= 2004–05 Palestinian local elections =

Election in the Palestinian territories

Municipal elections were held between December 2004 and December 2005, to elect members of local councils in the Palestinian Territories. The elections were approved by President Yasser Arafat of the Palestinian National Authority (PNA), before his death on 11 November 2004. They were administered by the Higher Committee for Local Elections (HCLE), a body established under the authority of the Ministry for Local Government, an institution of the Palestinian National Authority.
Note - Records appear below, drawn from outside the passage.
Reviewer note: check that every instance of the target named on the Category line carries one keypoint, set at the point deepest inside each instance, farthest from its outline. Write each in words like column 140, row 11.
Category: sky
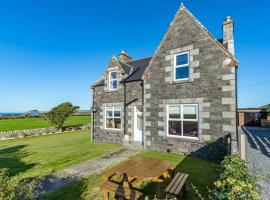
column 52, row 50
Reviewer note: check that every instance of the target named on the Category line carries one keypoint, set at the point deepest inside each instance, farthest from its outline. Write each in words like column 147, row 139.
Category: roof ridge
column 140, row 58
column 182, row 7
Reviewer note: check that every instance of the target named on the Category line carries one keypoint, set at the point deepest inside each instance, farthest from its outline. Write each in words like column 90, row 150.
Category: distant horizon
column 51, row 52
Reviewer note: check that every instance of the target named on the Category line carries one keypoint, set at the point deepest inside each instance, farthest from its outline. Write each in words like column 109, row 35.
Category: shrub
column 59, row 114
column 235, row 181
column 13, row 189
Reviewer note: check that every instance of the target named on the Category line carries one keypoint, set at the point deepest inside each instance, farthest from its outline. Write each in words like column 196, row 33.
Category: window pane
column 182, row 72
column 182, row 59
column 117, row 123
column 175, row 128
column 109, row 112
column 109, row 123
column 113, row 75
column 117, row 112
column 139, row 122
column 189, row 112
column 174, row 112
column 190, row 129
column 114, row 84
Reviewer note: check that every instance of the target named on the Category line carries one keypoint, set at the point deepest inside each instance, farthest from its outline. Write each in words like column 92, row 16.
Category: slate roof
column 138, row 69
column 134, row 69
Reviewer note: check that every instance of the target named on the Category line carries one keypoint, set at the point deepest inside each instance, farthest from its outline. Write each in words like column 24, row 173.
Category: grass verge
column 31, row 123
column 202, row 174
column 42, row 155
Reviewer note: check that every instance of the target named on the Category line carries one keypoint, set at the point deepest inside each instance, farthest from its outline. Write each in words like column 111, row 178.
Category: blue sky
column 51, row 50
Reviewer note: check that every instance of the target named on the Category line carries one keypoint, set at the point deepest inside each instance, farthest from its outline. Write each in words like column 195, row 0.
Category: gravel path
column 52, row 182
column 258, row 155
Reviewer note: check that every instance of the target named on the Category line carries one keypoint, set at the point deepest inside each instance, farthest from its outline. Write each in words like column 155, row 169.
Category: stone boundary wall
column 265, row 123
column 38, row 131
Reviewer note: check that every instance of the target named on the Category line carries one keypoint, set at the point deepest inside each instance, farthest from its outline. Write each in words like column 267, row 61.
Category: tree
column 267, row 108
column 59, row 114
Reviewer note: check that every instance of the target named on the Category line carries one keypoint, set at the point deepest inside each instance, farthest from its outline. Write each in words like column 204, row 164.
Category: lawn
column 30, row 123
column 202, row 174
column 42, row 155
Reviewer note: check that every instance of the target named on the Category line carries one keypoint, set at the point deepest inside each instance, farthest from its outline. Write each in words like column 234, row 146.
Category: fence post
column 243, row 146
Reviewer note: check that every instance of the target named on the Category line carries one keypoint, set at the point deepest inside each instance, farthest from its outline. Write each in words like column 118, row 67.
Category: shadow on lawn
column 202, row 174
column 11, row 159
column 202, row 167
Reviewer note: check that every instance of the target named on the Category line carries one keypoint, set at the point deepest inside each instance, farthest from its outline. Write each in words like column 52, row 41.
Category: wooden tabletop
column 140, row 168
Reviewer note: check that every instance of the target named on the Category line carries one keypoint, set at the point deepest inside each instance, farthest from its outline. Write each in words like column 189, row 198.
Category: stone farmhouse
column 181, row 99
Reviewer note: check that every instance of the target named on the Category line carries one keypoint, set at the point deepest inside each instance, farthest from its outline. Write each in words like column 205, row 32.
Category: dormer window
column 113, row 80
column 181, row 66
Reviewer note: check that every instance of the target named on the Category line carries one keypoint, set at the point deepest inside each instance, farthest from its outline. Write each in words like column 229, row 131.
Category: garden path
column 52, row 182
column 258, row 155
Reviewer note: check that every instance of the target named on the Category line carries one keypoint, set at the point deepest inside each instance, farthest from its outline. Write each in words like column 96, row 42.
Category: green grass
column 31, row 123
column 202, row 174
column 42, row 155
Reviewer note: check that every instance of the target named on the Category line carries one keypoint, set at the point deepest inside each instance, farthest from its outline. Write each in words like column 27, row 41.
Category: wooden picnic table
column 141, row 169
column 133, row 172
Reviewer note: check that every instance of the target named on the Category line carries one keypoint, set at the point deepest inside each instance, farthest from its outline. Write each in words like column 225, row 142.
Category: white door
column 138, row 125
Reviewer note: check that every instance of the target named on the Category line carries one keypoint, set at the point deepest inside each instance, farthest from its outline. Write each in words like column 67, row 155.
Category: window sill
column 113, row 129
column 181, row 81
column 183, row 137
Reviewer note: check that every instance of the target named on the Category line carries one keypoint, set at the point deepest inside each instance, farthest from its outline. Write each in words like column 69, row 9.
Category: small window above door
column 113, row 80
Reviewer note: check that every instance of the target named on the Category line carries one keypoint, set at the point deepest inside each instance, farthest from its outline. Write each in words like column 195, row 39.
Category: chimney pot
column 228, row 34
column 124, row 57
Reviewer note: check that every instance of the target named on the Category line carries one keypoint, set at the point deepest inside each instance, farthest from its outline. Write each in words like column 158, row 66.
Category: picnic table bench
column 133, row 172
column 177, row 184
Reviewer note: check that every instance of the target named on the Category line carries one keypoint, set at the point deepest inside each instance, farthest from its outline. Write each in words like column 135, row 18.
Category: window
column 181, row 65
column 113, row 80
column 182, row 120
column 113, row 117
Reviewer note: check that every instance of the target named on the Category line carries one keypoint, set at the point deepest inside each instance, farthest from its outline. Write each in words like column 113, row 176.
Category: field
column 31, row 123
column 42, row 155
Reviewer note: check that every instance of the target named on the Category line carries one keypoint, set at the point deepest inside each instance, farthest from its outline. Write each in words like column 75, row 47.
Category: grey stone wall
column 105, row 98
column 211, row 86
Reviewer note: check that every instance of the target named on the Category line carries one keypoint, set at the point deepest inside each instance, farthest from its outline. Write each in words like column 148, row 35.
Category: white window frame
column 113, row 117
column 178, row 66
column 110, row 79
column 182, row 120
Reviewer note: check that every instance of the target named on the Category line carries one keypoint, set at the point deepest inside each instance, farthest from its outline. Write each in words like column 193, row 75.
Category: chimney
column 228, row 34
column 124, row 57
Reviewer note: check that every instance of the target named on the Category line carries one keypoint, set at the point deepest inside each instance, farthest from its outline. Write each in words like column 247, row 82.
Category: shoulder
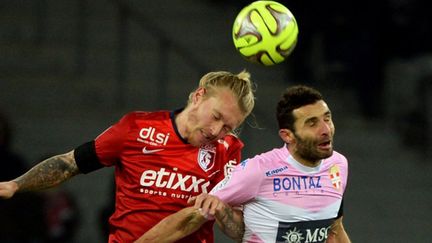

It were the first local elections held by the PNA. Previous municipal elections were held in 1972 and 1976, organized by the Israeli occupation power.

== Proceeding ==
The elections were scheduled to take place in five rounds, but the fifth was not carried out, because of the situation in Palestinian Territories after the formation of a Hamas-led government.
Approximately 25% of Palestinians lived in districts that did not have elections.
- The first round of elections was held in two parts; the first part on 23 December 2004 in 22 localities in the West Bank and the second on 27 January 2005 in 14 localities in the Gaza Strip. The seats were allocated according to the simple majority system (districts).
- The second round was held on 5 May 2005 in 76 localities in the West Bank and 6 in the Gaza Strip. The seats were again allocated according to the simple majority system (districts).
- The third round of local elections was held on 29 September 2005 in 104 localities in the West Bank only. In this round the seats were allocated according to the proportional representation system (lists).
- The fourth round of local elections was held on 15 December 2005 in 37 population centers in the West Bank and 3 in the Gaza Strip. Seats were also allocated in this round according to the proportional representation system (lists). In some districts elections were canceled.
In the first two rounds, council members were elected by Bloc voting election system, and the third and fourth by Party-list proportional representation.

===Jerusalem Governorate===
The Jerusalem electoral district was divided into two zones:
- The area of East Jerusalem annexed by Israel with 250,000 Palestinians, holding Israeli ID cards.
- The remaining area with 27 Palestinian residential localities, which were occupied, but not annexed.

== Results ==

=== Beit Jala ===
In Beit Jala, six seats went to the United Beit Jala list (Fatah and one member of the Palestinian People's Party), five seats went to Sons of the Land (PFLP and independents), one seat went to Independent Beit Jala Group and one candidate was elected as an independent. The top candidate of the Sons of the Land list was Nadir Antoun Issa Abu Ashma, while the top candidate of the United Beit Jala list was Raji George Jadallah Zeidan.
==International observation==
The elections were observed by a Council of Europe team headed by Jean-Claude Frécon at an early stage and later by Christopher Newbury. He announced on 16 December 2005 "We have seen an impressive improvement in the organisation of the voting process during the fourth phase of local elections in the Palestinian Territories, compared to previous phases...Inside the polling stations, the Congress observed a free and fair election. Outside them, further improvements remain to be made."

In the December 2005 round of elections, the observation teams visited 130 polling stations in Al-Bireh, Gaza, Jenin, Nablus, and Ramallah.